Seqanswers Leaderboard Ad

Collapse

Announcement

Collapse
No announcement yet.
X
 
  • Filter
  • Time
  • Show
Clear All
new posts

  • how to identify blast hits with only 1 HSP (not limit the number of HSP)

    Hi,

    Is there a way to identify blast hits where there was only one HSP to the database?

    i.e. I don't want to limit the number of HSP's displayed, but I want to identify all queries which only had one HSP to the database to begin with in the blast result.

    Maybe there is an accessory script somewhere that parses a blast report and identify the queries with this property?

    thanks

  • #2
    If I understand what your after correctly then I do the same using this..

    cat BlastOutputFile | grep -B 3 -A 1 "# 1 hits found"

    When BlastOutputFile is in outformat 7. Obviously if your using Xml output or any other format it'll be different.

    Comment


    • #3
      Originally posted by whataBamBam View Post
      If I understand what your after correctly then I do the same using this..

      cat BlastOutputFile | grep -B 3 -A 1 "# 1 hits found"

      When BlastOutputFile is in outformat 7. Obviously if your using Xml output or any other format it'll be different.
      Thanks bambam, but that's not what I'm after.

      Yes that will pull out those with 1 match, but what I'm after is those that have only have one alignment 'section' (i.e. high-scoring segment pair).

      e.g. an isoform could match to only one target in the database, but half of it could be aligning to to the 5' end, then a gap, then the other half the 3' end of the target.

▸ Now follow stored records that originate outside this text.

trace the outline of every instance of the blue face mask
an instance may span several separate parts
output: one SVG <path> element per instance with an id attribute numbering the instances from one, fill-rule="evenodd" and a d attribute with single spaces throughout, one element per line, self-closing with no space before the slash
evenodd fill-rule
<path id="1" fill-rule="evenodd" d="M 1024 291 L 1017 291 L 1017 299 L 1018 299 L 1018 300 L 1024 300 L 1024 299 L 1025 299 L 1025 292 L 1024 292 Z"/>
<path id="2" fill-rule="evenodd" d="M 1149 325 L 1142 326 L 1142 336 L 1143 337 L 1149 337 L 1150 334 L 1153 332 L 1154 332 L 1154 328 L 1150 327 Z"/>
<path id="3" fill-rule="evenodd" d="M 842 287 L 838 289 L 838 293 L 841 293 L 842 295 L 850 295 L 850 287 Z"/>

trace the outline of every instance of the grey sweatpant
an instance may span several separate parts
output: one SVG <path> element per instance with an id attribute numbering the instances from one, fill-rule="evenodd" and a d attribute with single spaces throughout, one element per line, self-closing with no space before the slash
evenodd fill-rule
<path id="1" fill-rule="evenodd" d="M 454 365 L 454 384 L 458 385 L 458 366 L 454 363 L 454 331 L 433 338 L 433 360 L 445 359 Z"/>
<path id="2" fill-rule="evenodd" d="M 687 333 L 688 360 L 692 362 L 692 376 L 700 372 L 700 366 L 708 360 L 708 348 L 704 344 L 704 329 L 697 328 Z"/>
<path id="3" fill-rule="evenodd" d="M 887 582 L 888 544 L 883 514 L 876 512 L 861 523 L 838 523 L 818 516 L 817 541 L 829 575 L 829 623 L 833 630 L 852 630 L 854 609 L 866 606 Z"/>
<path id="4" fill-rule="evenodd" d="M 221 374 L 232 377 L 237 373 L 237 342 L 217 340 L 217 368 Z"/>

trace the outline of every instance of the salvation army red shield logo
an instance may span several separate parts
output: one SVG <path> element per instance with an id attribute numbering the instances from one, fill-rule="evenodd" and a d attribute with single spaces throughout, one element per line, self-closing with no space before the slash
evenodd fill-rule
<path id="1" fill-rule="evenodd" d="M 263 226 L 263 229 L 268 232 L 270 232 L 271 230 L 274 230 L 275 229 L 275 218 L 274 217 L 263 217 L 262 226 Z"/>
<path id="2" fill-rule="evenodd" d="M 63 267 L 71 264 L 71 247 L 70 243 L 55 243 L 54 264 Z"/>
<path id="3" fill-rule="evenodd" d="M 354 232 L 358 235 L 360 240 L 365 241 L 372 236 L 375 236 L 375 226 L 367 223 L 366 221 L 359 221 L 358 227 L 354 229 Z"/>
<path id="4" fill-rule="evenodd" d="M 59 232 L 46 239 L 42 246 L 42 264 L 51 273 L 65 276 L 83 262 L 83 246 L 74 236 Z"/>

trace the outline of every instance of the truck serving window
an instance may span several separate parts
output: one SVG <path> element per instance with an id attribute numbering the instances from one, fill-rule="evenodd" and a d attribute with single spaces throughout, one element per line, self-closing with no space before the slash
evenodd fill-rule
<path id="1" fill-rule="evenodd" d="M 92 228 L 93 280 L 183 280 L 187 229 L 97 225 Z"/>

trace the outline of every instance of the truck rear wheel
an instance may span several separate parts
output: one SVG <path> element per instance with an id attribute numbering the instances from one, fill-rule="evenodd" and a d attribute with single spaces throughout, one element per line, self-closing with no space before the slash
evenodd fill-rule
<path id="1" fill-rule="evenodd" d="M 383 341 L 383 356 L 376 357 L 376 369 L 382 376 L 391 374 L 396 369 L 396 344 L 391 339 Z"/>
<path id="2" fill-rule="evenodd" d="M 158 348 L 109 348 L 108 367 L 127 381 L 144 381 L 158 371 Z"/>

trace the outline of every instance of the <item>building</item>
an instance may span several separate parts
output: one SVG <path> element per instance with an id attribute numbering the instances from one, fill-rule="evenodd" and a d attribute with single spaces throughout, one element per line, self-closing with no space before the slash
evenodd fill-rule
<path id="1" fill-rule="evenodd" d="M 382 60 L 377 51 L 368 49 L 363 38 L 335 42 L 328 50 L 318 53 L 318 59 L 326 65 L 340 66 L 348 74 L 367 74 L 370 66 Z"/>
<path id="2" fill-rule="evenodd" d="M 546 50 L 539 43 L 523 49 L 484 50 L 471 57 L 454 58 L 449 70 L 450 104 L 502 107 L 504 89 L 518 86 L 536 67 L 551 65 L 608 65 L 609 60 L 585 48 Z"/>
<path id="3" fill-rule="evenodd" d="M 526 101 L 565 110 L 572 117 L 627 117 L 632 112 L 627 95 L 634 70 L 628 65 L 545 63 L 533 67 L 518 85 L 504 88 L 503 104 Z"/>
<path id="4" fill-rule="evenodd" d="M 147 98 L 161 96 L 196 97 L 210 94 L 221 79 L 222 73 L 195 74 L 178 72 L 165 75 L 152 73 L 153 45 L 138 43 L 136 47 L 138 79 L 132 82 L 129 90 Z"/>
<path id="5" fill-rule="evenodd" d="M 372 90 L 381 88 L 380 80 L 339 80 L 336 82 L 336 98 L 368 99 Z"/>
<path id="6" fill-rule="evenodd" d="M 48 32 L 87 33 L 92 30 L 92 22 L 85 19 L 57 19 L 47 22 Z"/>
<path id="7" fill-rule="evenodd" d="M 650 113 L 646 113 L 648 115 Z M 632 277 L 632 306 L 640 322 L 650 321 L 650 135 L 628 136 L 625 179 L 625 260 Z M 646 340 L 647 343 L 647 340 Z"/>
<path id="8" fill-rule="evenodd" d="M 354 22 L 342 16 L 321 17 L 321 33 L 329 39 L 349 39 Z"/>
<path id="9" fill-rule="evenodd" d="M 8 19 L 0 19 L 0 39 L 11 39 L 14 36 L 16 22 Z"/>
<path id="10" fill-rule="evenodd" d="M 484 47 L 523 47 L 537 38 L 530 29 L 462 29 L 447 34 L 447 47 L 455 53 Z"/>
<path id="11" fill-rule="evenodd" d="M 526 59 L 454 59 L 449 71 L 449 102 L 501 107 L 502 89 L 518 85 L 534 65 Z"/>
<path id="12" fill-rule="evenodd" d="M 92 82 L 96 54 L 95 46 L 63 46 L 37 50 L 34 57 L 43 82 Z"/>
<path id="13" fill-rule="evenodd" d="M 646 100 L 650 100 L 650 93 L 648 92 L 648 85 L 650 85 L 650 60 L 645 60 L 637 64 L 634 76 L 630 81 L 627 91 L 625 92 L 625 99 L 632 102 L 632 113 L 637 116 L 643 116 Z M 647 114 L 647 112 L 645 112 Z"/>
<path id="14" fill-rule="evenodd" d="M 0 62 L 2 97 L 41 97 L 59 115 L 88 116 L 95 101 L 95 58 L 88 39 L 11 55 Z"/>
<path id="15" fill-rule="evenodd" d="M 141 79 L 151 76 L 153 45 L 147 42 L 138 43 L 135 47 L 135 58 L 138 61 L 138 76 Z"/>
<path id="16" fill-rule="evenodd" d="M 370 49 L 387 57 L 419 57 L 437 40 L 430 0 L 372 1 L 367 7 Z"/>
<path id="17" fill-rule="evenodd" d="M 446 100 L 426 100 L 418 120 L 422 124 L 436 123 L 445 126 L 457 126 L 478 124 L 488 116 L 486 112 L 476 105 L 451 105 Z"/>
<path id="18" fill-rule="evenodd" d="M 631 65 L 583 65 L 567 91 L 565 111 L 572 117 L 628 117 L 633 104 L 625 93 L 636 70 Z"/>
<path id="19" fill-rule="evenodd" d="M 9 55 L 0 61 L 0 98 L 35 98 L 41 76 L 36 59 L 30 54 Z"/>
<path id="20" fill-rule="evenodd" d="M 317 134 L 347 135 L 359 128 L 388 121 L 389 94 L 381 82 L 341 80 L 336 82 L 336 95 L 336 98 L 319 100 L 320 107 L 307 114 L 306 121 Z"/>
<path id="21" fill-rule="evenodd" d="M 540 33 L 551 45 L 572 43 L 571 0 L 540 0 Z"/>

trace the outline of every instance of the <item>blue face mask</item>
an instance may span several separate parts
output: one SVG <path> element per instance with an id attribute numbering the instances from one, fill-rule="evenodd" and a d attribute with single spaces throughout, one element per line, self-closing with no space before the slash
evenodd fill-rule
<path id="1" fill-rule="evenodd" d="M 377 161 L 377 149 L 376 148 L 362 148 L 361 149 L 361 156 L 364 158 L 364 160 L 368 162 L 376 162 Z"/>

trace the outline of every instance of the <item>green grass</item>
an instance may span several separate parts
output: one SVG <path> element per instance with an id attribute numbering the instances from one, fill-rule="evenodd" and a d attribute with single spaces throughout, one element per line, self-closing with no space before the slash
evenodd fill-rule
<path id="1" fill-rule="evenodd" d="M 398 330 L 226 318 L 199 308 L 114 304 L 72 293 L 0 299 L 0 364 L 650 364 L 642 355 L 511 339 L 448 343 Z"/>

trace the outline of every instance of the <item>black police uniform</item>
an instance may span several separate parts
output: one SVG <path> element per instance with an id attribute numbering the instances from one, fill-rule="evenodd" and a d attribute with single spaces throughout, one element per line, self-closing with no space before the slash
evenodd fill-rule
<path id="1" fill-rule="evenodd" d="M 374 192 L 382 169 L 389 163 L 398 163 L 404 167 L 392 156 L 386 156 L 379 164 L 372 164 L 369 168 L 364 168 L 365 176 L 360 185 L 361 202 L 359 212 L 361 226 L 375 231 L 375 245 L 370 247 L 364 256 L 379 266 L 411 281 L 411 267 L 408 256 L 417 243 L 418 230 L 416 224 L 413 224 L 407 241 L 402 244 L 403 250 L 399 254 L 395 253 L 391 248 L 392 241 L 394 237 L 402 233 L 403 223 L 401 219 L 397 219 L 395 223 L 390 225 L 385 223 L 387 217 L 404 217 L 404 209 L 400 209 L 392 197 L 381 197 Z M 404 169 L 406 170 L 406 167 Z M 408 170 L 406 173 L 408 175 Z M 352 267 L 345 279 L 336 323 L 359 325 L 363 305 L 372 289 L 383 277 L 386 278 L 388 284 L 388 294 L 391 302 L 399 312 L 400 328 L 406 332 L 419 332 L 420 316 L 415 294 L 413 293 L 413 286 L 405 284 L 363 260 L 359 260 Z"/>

      I'm after hits which aligns without any interruptions, i.e. only 1 HSP. Blastn options don't seem to do what I want (e.g. -ungapped, -culling_limit, -max_hsps_per_subject just mask the information).

      Comment


      • #4
        Originally posted by Kennels View Post

        I'm after hits which aligns without any interruptions, i.e. only 1 HSP. Blastn options don't seem to do what I want (e.g. -ungapped, -culling_limit, -max_hsps_per_subject just mask the information).
        So you mean you want to parse for full-length hsp?

        Comment


        • #5
          Yes and no.
          Also looking for partial alignment, but only those with single hsp.

          Comment


          • #6
            I usually use BioPerl for something like this. The following will get you close (the formatting of the output blast file generated by Bio::SearchIO::Writer::TextResultWriter is slightly different, but basically the same).

            Usage would be:
            perl script.pl --blast inputBlastFile.txt --out reducedBlastFile.txt

            Code:
            #!/usr/bin/perl
            
            use strict;
            use warnings;
            use Getopt::Long;
            use Bio::SearchIO;
            use Bio::SearchIO::Writer::TextResultWriter;
            
            my $blastFile;
            my $outFile;
            
            GetOptions("blast=s" => \$blastFile,
                       "out=s"   => \$outFile) || die "Couldn't get options with GetOpt::Long.\n";
            
            my $blastIO = Bio::SearchIO->new(-file => $blastFile,
                                             -format => 'blast'); #you might need to change this
            
            my $searchIOWriter = Bio::SearchIO::Writer::TextResultWriter->new();
            my $out = Bio::SearchIO->new(-writer => $searchIOWriter,
                                         -file => '>outtest.txt');
            
            while (my $result = $blastIO->next_result) {
                if ($result->num_hits() == 1) {
                    my $hit = $result->next_hit();
                    if ($hit->num_hsps() == 1) {
                        print "A single HSP for a single hit found for " . $result->query_name() . "\n";
                        $out->write_result($result);
                    }
                }
            }

            Comment


            • #7
              Thanks I'll give it a try.

              Comment


              • #8
                if you used the XML output of blast, you could use the following XSLT stylesheet:

                Code:
                <?xml version='1.0'  encoding="ISO-8859-1"?>
                <xsl:stylesheet xmlns:xsl='http://www.w3.org/1999/XSL/Transform' version='1.0' >
                <xsl:output method="text"/>
                <xsl:template match="/">
                <xsl:apply-templates select="BlastOutput/BlastOutput_iterations/Iteration/Iteration_hits/Hit"/>
                </xsl:template>
                <xsl:template match="Hit">
                <xsl:if test="count(Hit_hsps/Hsp) = 1">
                <xsl:value-of select="Hit_id"/><xsl:text>	</xsl:text>
                <xsl:value-of select="Hit_def"/><xsl:text>	</xsl:text>
                <xsl:value-of select="Hit_accession"/><xsl:text>
                </xsl:text>
                </xsl:if>
                </xsl:template>
                </xsl:stylesheet>
                usage:

                Code:
                $ xsltproc --novalid  stylesheet.xsl  blast.xml

                Comment


                • #9
                  Originally posted by Kennels View Post
                  Thanks bambam, but that's not what I'm after.

                  Yes that will pull out those with 1 match, but what I'm after is those that have only have one alignment 'section' (i.e. high-scoring segment pair).

                  e.g. an isoform could match to only one target in the database, but half of it could be aligning to to the 5' end, then a gap, then the other half the 3' end of the target.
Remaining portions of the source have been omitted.